Why are Devices in your Child’s Bedroom?
As parents, we have concerns about bedtime stress and children going to sleep on time. So, how does this relate to gaming? Earlier studies have shown that children losing sleep during the week are related to over sleeping on the weekend, however; recent studies conducted by Van den Bulck, (2004) contradict these findings.
Technology today offers a wide array of devices to pass unconstructed time such as falling asleep.
Gaming on PC or a Console
Surfing the Internet
Recent research by Van den Bulck, (2004) explained that children between the ages of 13 and 16 who interact with these devices prior to going to bed leads to spending less time in bed and more time interacting with these devices. Evidence provided by Van de Bulck, (2004) indicated that children with gaming computers in their rooms went to bed significantly later; than those who had a television in their room.

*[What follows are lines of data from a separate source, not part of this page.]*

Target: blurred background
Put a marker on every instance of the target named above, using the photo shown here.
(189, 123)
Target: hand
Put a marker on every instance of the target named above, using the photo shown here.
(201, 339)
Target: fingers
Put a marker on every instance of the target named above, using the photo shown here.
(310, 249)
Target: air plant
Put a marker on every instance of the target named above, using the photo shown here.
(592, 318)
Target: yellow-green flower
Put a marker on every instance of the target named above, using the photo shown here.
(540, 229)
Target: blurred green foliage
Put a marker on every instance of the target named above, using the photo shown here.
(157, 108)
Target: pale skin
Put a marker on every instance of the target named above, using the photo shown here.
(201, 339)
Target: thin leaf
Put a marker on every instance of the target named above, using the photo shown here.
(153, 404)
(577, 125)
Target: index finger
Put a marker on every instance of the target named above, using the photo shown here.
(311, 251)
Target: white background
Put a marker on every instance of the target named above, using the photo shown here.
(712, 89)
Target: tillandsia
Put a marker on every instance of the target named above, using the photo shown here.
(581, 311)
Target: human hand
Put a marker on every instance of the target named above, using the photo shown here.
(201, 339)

Instead of putting your child’s computer in their room in order to eliminate noise from the game and their excitement while playing the game, try place a computer, laptop, or tablet in a family location with a set of appropriate headphones.
The light from the computer screen is usually very bright in your child’s room. These lights are an invitation to play on the computer. If your child is of the teenage years he or she may be very interested in talking with their friends at night or playing an online game. These factors have been proven to wake up sleeping children and teenagers from much needed sleep.

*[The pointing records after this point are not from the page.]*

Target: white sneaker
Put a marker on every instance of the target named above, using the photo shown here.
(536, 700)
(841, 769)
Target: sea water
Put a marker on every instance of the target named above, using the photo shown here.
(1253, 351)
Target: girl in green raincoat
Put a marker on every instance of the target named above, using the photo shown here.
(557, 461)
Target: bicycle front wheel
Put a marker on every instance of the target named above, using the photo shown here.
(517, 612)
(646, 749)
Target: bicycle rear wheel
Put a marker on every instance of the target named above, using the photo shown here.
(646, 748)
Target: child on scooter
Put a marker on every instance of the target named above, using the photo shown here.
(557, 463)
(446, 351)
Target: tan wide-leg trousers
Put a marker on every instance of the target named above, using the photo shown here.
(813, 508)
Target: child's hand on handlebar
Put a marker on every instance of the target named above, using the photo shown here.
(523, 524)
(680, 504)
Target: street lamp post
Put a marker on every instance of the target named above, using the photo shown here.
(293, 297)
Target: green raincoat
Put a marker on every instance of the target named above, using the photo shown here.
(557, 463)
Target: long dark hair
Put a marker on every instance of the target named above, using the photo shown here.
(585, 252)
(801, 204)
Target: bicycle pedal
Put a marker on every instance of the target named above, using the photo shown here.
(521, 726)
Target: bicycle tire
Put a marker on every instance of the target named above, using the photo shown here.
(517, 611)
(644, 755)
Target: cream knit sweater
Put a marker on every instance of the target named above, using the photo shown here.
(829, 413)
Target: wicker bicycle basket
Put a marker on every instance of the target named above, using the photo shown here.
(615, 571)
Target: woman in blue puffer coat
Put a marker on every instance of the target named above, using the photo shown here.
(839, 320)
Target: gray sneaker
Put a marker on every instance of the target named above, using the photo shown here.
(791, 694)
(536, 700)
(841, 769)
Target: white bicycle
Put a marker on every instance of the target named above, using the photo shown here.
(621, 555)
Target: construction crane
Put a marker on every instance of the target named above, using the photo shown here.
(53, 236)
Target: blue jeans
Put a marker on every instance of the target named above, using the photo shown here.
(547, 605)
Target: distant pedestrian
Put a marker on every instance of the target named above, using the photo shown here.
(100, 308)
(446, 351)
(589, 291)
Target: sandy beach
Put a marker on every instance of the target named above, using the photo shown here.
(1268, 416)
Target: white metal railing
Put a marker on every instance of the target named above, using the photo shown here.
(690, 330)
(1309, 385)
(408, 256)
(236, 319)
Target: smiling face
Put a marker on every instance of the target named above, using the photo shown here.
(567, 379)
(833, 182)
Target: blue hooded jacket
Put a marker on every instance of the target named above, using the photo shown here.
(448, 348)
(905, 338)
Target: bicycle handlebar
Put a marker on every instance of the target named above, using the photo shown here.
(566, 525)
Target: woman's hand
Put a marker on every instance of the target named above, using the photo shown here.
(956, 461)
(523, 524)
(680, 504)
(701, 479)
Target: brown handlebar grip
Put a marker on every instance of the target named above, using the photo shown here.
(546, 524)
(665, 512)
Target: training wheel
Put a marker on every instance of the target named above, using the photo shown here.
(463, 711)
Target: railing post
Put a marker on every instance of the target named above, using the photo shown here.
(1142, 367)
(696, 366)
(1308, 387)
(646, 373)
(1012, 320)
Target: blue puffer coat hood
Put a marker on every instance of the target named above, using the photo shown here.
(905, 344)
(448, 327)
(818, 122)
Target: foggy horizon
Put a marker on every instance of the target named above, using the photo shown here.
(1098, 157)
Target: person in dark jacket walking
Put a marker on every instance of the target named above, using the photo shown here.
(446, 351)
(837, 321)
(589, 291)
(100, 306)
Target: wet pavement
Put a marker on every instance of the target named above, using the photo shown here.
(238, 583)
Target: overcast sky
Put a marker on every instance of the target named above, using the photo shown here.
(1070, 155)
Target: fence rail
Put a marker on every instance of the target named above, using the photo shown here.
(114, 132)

How can parents change the patterns of their child’s bedtime?
As parents you have control over your child’s environment and bedtime; your child’s personal space.
Simply Remove the Following
Internet accessible Device
Family Computer Time
Research shows that by reducing or removing these items from your children’s room can greatly benefit your child’s health and gaming habits. Moreover, your child will experience more sleep in addition to improved quality of sleep.
With the console in the living room, parents can observe what games are being played. Although you most likely purchased the game either online or at the game store you may not know what the game is about. In other words, you can slyly monitor the in game content your child is playing.
Children between the ages of 13 and 16 want and need their personal time online to communicate with friends and family. This can be conducted on a family computer or handheld device before bedtime. Therefore, you are not taking away their online access, only their access while in their bedroom. In doing this, your child may not be compliant. However, in the end, you will see improved sleep patterns, and physical activity from your child during the day.
Van den Bulck, J. (2004). Television viewing, computer game playing, and Internet use and self-reported time to bed and time out of bed in secondary-school children. SLEEP-NEW YORK THEN WESTCHESTER-, 27(1), 101-104.